Some people will meet that person in their lifetime---the person who comes into your life and throws you out of orbit. The person who is not to meant to be a soulmate or someone who stays in your life forever, but the person who inspires you at a critical point and changes your life for good. I don't think this will happen to everyone. But for those of you who have experienced this, I think the last ten minutes of La La Land will floor you, as it did for me.
P.S. I finished writing Finale (aka the last chapter) of EP two days ago. There's still a pesky middle chapter I abandoned that I'll need to return to, but the first draft is practically done? Still overwhelmed by how many edits I'll have to make in the revision process, but yay for me?
December 18, 2016
Fxxk It
It's been a while.
I have my own theories about why this blog has essentially become a relic. For one, medical school has become more and more all-consuming. I am more than halfway through my third year, which has been a year akin to holding a full-time job while studying in the evenings. Another culprit is the fact I have been in a serious relationship for over a year and a half now. No need to pour out lovelorn musings when things are fine and dandy, correct? But I suspect one final factor is influencing my retreat from blogging---my frustrating, desperate attempts to finish my damn story.
I first dreamed up of EP ten years ago, during my sophomore year of high school. And the thing is, until this year, I never truly got tired or sick of it. I went through a number of years barely able to scratch out some sentences, but during that whole time I was constantly tinkering in my head. Then my gap year in 2014 rolled around, and my productivity level hit the roof. And now, as we enter the close of 2016, the wretched first draft is almost finished.
It's been a painfully slow process, and it is not helped by the fact that EP has finally begun to lost some of its original spark for me. I mean, when I really think about it, I'm kind of shocked that I was able to stay interested for so long. But there are days when I'm just tired with wrestling with these characters and storylines. There are days when I really start to question whether it will ever happen. If I will ever finish the goal I've been pursuing for so long.
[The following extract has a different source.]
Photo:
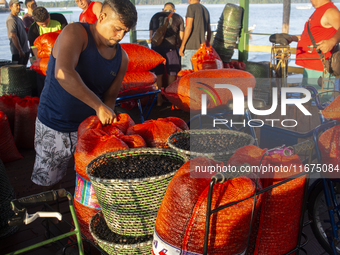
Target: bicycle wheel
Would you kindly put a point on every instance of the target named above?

It doesn't help that one of my acquaintances from college has become a successful writer. She isn't like me. She didn't obey the prescribed "doctor-lawyer-engineer" route her parents wanted to see. Every month or so, I see her updates about the awards she's been winning, the stories she's publishing, or the tweet from a world-famous author praising her work. Each time I see those posts, I think about the mountain of practice questions I need to finish, the looming residency applications I need to fill out, and the half-baked story that's been cooking for too long, and I wonder if this is all just a pipe dream.
Good things came on Thursday. My friend informed me that BIGBANG had released two new music videos for their new album--the last production for the next several years, as all the members leave to fulfill their military service requirement. I hadn't listened to their music in a while. But as I played the music video for "Fxxk It," it was like 2009 again. I could hear each individual voice in that aural tapestry and tell you who was singing at each moment. And when The Badass One entered the fray with the voice that never fails to electrify my core, I remembered that dark period of my life when his songs carried me like a life ring. I remembered how learning about his hunger to succeed inspired a ferocious determination of my own, one that helped to finally pull me out of my slump.
Defying all odds, BIGBANG are still kings at the top of the game in an industry with notoriously rapid turnover. The Badass One is as close as it gets to religion for me.